Le vote FN a naturellement partie liée avec la présence de l’immigration d’origine africaine et moyen-orientale. Tous les pays d’Europe où l’immigration s’est développée ont vu l’apparition de partis plus ou moins xénophobes. Mais dans le vaste complexe des attitudes anti-islam ou anti-immigrés il est nécessaire de distinguer trois dimensions différentes.
La première est celle de la xénophobie au sens strict, c’est-à-dire l’hostilité aux membres de la population immigrée. Depuis plusieurs décennies celle-ci est à l’évidence en recul. Les relations interindividuelles entre Français d’origine européenne et Français d’origine africaine ou moyen-orientale évoluent plus vers la pacification que vers le conflit. Ce n’est pas de ce côté qu’il faut chercher les raisons des succès lepénistes.
La seconde dimension est celle de l’immigration comme enjeu du débat politique. Depuis le discours de Grenoble de Nicolas Sarkozy en 2010 cet enjeu a pris une place de plus en plus importante dans le discours politique. Dans l’espoir de faire barrage à la concurrence du FN de nombreux acteurs politiques se sont mis à tenir sur ce thème des discours proches de celui du FN. Selon un mécanisme maintes fois observé, la présence récurrente de ce thème dans les discours politiques trouve son écho dans les résultats des sondages où les opinions « anti-immigrés » ont effectivement considérablement augmenté au cours des cinq dernières années. Il s’en faut cependant de beaucoup que tous ceux qui donnent dans les sondages des réponses que l’on peut qualifier d’« anti-immigrés » soient des électeurs du FN.
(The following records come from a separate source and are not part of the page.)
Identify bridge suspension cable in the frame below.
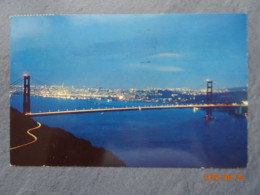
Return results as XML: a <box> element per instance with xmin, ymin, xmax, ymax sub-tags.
<box><xmin>10</xmin><ymin>77</ymin><xmax>24</xmax><ymax>86</ymax></box>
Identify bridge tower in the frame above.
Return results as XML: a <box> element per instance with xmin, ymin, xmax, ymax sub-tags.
<box><xmin>23</xmin><ymin>74</ymin><xmax>30</xmax><ymax>114</ymax></box>
<box><xmin>206</xmin><ymin>80</ymin><xmax>213</xmax><ymax>120</ymax></box>
<box><xmin>206</xmin><ymin>80</ymin><xmax>213</xmax><ymax>104</ymax></box>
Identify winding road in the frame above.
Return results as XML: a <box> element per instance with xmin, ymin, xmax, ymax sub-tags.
<box><xmin>10</xmin><ymin>122</ymin><xmax>42</xmax><ymax>150</ymax></box>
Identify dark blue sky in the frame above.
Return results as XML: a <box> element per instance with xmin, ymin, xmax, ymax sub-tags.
<box><xmin>10</xmin><ymin>14</ymin><xmax>247</xmax><ymax>89</ymax></box>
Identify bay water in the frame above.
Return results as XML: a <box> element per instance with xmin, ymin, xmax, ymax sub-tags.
<box><xmin>11</xmin><ymin>95</ymin><xmax>247</xmax><ymax>167</ymax></box>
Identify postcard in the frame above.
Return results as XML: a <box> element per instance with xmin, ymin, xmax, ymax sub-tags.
<box><xmin>10</xmin><ymin>14</ymin><xmax>247</xmax><ymax>167</ymax></box>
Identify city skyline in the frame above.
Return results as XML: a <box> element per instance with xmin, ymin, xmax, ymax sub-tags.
<box><xmin>10</xmin><ymin>14</ymin><xmax>247</xmax><ymax>89</ymax></box>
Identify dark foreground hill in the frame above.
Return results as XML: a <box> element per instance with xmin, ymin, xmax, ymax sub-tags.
<box><xmin>10</xmin><ymin>108</ymin><xmax>125</xmax><ymax>167</ymax></box>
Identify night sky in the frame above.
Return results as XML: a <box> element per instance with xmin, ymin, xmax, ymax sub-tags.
<box><xmin>10</xmin><ymin>14</ymin><xmax>247</xmax><ymax>89</ymax></box>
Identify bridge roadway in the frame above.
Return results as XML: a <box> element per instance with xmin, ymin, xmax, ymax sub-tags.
<box><xmin>25</xmin><ymin>104</ymin><xmax>247</xmax><ymax>117</ymax></box>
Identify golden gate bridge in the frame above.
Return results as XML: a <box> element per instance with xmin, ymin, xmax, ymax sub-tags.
<box><xmin>10</xmin><ymin>74</ymin><xmax>248</xmax><ymax>120</ymax></box>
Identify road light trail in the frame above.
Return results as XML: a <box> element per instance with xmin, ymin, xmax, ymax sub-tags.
<box><xmin>10</xmin><ymin>122</ymin><xmax>41</xmax><ymax>150</ymax></box>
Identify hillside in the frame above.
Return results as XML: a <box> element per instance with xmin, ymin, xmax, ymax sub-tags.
<box><xmin>10</xmin><ymin>108</ymin><xmax>125</xmax><ymax>167</ymax></box>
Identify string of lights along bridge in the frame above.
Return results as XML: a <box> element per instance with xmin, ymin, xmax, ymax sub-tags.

La troisième dimension est naturellement celle de la crainte du terrorisme islamiste. Ici encore cette crainte, largement partagée, n’est nullement spécifique des électeurs frontistes.
S’il est vrai qu’un certain degré d’hostilité aux « immigrés » est une condition nécessaire au vote FN – les tenants des valeurs d’humanisme et de tolérance ne votent en aucun cas pour ce parti – les évolutions du vote FN ne sont pas indexées sur l’évolution des opinions à l’égard des immigrés telles que les traduisent les sondages. C’est bien plutôt du côté de la nouvelle offre politique élaborée par Marine Le Pen qu’il faut chercher les raisons de l’actuel essor électoral du FN.
La nouvelle stratégie de Marine Le Pen
Le discours idéologique de Jean-Marie Le Pen reposait sur quelques piliers : islamophobie, antisémitisme, appel aux valeurs traditionnelles, et libéralisme économique. Rapidement ce discours a rencontré le succès auprès des milieux populaires. Mais deux éléments freinaient le FN de Jean-Marie Le Pen dans son ascension : son antisémitisme, d’autant plus rejeté par une partie croissante de la population française qu’il était associé aux souvenirs du nazisme ; et son programme économique qui n’avait rien pour séduire les catégories populaires.
Arrivant à la présidence du FN en 2011, Marine Le Pen change deux des éléments du discours idéologique de son père. Premier changement : elle entreprend d’éradiquer l’antisémitisme dans le discours du FN et sanctionne les membres de son parti qui s’y laissent aller (ce qui n’empêche pas l’antisémitisme de rester élevé parmi les militants et les sympathisants du FN). Alors que les références à l’antisémitisme et au nazisme faisaient apparaître le FN paternel comme porteur de valeurs contraires à celles de la République, elle lève ainsi un des blocages qui s’opposait à sa progression. Argumenter que la « dédiabolisation » n’est qu’une apparence et que le FN reste antisémite dans son essence est de peu d’effet. Aux yeux d’une frange nouvelle d’électeurs un verrou a sauté : le vote FN n’est plus scandaleux.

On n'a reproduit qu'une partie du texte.